味の評価が分かれる背景:グリーンとローストのギャップ
生の茶葉をそのまま乾燥させたグリーンマテは、強いポリフェノール由来の収斂味(しぶみ)と、乾草のような独特の青い香りがあります。日本で馴染みのある麦茶や烏龍茶の感覚で濃く煮出すと、強い苦味を感じて挫折するケースが少なくありません。
対して、焙煎処理を施したローストマテは、苦味が丸くなり香ばしいナッツのような風味へと変化します。味に慣れていない初心者は、まずローストマテのティーバッグや水出しから始めるのが定石です。
本場南米の伝統的な飲用法「マテ壺とボンビージャ」
アルゼンチンやウルグアイでは、乾燥させたヒョウタンで作られた専用の器「グアパ(マテ壺)」に茶葉を7分目ほど入れ、茶こし付きの金属製ストロー「ボンビージャ(Bombilla)」を差し込んで湯を注ぎます。
ここには南米特有の重要な作法が存在します。
- 湯温は70〜80℃以下に保つ:熱湯を注ぐと茶葉が焼け、渋味が過剰に出るだけでなく、前述の食道熱傷を防ぐためにも低温の湯が使われます。
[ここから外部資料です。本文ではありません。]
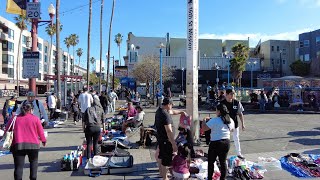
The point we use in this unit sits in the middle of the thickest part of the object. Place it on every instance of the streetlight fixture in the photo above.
(251, 64)
(161, 46)
(217, 69)
(182, 70)
(34, 35)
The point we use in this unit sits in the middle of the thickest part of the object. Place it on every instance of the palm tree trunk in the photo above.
(110, 29)
(89, 38)
(100, 69)
(18, 64)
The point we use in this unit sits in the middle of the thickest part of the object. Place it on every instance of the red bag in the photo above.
(185, 121)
- ストローを動かさない:ボンビージャをかき混ぜると茶葉の粉末がフィルターをすり抜け、口内に入ってしまいます。
- 回し飲みのコミュニケーション文化:ホストが湯を注ぎ、1人ずつ飲み干しては壺を返却し、次の人へ回す「共有の儀礼」として社会的な絆を深める役割を果たしています。
【プロの結論】生活習慣に取り入れるべき人・慎重になるべき人の判断基準
マテ茶は高い機能性を持つ一方で、体質や生活習慣によって相性が分かれます。自身の体調やライフスタイルに合わせて適切な取り入れ方を判断してください。
◎ 積極的な導入をおすすめできる人
- 外食や肉料理が多く、日常的に野菜・海藻類の摂取が不足している人:微量ミネラルとポリフェノールを手軽に水分補給とともに補填できます。
- コーヒーによる胃もたれや午後のエナジークラッシュに悩んでいる人:穏やかな覚醒感で集中力を維持したいテレワーカーやクリエイターに適しています。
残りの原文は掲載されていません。